CAMP LEATHERNECK, Afghanistan — President Hamid Karzai said Sunday that he will respect the Afghan Parliament’s decision to remove two key ministers from office, a dramatic change in leadership during a pivotal stage in NATO’s 11-year war.
Afghan lawmakers voted Saturday to impeach Defense Minister Abdul Rahim Wardak and Interior Minister Besmillah Mohammadi, both of whom have worked on the United States’ most costly — and most delicate — security initiatives.
Their impeachment, which comes during a key stage of NATO’s troop and civilian drawdown, marks a sharp articulation of public discontent, but leaves a number of unanswered questions about the fate of Afghanistan’s two most prominent ministries.
Lawmakers justified the impeachment by lobbing a number of criticisms at Wardak and Mohammadi, including accusations of corruption and their unwillingness to respond to cross-border rockets fired from Pakistan.

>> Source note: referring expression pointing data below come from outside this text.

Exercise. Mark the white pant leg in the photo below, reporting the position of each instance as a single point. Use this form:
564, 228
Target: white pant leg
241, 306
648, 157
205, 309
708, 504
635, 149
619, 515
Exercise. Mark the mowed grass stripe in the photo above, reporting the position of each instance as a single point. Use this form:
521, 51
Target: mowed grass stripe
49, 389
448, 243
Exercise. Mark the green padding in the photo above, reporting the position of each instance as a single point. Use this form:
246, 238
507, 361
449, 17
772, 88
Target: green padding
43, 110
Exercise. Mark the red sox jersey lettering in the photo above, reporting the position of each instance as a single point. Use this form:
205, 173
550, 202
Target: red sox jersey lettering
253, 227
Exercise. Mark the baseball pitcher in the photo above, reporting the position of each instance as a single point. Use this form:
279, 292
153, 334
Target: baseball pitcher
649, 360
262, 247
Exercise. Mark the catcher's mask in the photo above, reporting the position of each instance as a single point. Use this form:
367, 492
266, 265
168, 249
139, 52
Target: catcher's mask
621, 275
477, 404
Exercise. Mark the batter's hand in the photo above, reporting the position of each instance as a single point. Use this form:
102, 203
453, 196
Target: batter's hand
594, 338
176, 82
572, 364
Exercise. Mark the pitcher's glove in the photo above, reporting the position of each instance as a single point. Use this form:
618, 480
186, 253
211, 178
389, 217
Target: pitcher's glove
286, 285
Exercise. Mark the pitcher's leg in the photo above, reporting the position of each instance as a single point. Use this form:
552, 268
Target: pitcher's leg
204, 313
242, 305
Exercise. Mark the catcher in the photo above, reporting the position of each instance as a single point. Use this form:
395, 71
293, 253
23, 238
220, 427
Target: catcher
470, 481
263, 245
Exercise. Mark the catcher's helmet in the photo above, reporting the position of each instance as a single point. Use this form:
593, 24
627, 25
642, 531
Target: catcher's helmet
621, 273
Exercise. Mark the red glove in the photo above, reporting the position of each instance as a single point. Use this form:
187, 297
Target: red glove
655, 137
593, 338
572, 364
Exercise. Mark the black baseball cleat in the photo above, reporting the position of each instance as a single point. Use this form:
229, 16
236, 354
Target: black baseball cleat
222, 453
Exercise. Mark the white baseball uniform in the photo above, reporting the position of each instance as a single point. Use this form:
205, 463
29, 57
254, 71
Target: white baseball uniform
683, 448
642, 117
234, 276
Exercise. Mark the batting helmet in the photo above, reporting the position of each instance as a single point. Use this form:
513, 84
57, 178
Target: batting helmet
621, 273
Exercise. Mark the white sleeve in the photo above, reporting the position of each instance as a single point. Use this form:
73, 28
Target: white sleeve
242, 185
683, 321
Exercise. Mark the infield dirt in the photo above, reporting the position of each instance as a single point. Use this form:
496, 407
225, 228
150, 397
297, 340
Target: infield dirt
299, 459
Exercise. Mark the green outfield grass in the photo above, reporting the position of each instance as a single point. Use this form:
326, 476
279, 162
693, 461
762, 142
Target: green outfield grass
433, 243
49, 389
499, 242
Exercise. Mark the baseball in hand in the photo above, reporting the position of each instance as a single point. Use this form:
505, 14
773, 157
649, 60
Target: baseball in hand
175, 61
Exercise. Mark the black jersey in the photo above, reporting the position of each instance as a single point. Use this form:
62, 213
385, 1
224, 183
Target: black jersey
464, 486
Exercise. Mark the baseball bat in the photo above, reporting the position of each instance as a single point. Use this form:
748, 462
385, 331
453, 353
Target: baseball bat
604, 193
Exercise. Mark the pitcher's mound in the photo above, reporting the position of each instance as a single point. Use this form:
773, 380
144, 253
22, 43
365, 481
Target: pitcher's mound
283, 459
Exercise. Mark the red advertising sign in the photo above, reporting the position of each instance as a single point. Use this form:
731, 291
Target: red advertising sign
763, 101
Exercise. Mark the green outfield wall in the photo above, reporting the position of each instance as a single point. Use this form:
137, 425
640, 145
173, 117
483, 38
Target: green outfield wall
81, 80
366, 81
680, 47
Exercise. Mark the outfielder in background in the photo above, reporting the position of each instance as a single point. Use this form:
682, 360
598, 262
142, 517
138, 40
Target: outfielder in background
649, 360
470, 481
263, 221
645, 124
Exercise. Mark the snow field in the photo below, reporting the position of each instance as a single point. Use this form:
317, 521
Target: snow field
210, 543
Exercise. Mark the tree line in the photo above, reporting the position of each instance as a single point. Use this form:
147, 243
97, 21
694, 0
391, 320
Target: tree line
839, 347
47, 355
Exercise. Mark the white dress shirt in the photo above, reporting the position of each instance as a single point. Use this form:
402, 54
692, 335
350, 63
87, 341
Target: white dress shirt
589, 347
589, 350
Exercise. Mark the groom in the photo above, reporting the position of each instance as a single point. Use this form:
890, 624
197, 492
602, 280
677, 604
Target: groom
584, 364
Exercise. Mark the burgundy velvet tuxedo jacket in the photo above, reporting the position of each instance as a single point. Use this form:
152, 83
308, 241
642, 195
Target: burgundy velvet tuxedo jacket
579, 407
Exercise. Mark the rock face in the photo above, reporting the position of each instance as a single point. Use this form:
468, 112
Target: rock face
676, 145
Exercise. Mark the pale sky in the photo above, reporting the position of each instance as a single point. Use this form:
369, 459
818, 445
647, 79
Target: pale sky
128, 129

Although Karzai vowed Sunday to replace the two ministers, he praised their service and asked both men to remain in their positions until their successors are named. In the past, impeached officials have remained in such ‘‘acting’’ roles for several years at Karzai’s request.
On Sunday, Karzai tried to assure the United States and other allies that he would not leave vacancies in the ministries responsible for overseeing the war and Afghanistan’s transition to self-control of its security. Many of the country’s lawmakers have said that Karzai is not responding quickly enough to their demands for governmental change and that his inaction threatens to stymie the body’s substantial reforms.
Wary that Karzai might not act swiftly in response to the Parliament’s vote, Afghan lawmakers were outspoken in their insistence that new ministers be named promptly.
‘‘If he really wants to implement the law, he should introduce the two new ministers soon because we are tired of having acting ministers in the government for years,’’ said Sharifullah Kamawal, a member of Parliament.
In a statement, Karzai called Wardak and Mohammadi ‘‘true sons of Afghanistan who . . . spent many years in helping develop a new system in Afghanistan.’’ The statement added that the Afghan government ‘‘will not only decorate them with highest state medals of honor, but would ask them to continue as experienced and dedicated persons to serve their nation and their country in other capacities within the government.’’
Late last month, Karzai spoke publicly about the need to reduce corruption within the Afghan government — a vaguely worded pledge that lawmakers are hoping will become concrete with the dismissal of Wardak and Mohammadi.